From my perch, a career is about achieving a professional career goal — for example running a Fortune 100 company or being a member of the C-suite. It is about climbing the career ladder and, in the end, being handsomely rewarded for doing a job you have always wanted. On the job side, you secure employment doing something you enjoy that can be financially rewarding, but at the end of the day it is the means to an end — it is all about paying the rent, supporting the family and socking some away for retirement. Or maybe even buying that boat you have always wanted or purchasing the weekend cabin in the woods. If the job goes away, fine, get another one, hopefully without moving.

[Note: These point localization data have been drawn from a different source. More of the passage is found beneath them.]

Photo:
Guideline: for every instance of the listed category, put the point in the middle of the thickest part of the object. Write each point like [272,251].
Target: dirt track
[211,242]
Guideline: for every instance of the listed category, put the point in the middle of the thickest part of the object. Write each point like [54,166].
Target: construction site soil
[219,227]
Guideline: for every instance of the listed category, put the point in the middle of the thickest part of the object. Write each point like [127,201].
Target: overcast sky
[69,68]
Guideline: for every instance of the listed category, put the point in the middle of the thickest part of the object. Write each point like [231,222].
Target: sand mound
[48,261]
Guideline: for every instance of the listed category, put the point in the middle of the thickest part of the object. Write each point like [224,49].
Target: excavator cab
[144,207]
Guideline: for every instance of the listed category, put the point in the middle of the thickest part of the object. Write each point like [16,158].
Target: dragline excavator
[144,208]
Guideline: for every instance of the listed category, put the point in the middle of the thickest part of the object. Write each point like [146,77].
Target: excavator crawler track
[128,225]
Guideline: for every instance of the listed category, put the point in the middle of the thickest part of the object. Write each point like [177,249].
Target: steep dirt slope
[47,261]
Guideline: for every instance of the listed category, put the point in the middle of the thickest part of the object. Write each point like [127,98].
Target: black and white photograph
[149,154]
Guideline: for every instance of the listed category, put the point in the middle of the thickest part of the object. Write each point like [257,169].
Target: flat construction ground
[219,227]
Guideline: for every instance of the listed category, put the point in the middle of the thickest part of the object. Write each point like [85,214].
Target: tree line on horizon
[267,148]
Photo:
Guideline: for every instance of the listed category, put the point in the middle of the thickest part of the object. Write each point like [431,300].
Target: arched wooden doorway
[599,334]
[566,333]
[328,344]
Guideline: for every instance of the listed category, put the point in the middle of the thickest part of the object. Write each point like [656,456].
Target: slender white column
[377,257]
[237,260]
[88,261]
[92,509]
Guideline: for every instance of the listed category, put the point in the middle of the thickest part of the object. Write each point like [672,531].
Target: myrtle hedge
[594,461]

There are certainly those who will argue that you can have a career stringing together a series of jobs. I agree. But if you are a married executive who is a rising star in a multi-national corporation and whose spouse’s job is geographically specific and is quite happy and who does not want a move — well, before you know it you are back to the job or career question.
It is amazing how many couples never deal with this question before they marry. Balancing professional goals is not a serious radar issue. Then the career trajectory of one half of the relationship begins to take off. Their work is valued, they are promoted and then one day the dreaded meeting happens: they are told the corporation wants to promote them. The promotion, with a big new shiny title and huge pay increase with a great benefits package and stock, will require a relocation. The other half of the relationship does not want to move and leave a great job behind, doing work they do exceptionally well. It is work that is not transferable.
So that tough career management question comes into play: will you be satisfied with a job or do you want a career?
People starting their careers, or professionals who are starting over in a relationship, should take the time to have this important conversation. If you don’t there may some uncomfortable or disappointing consequences down the road.
Yes, you can have a so-called career with a series of jobs that pay the bills and provides for retirement but if, deep down, you aspire to achieve a lofty goal in corporate life then several relocations will probably be part of the formula.
Dreams are important. For both people. Talk this out before the big meeting occurs.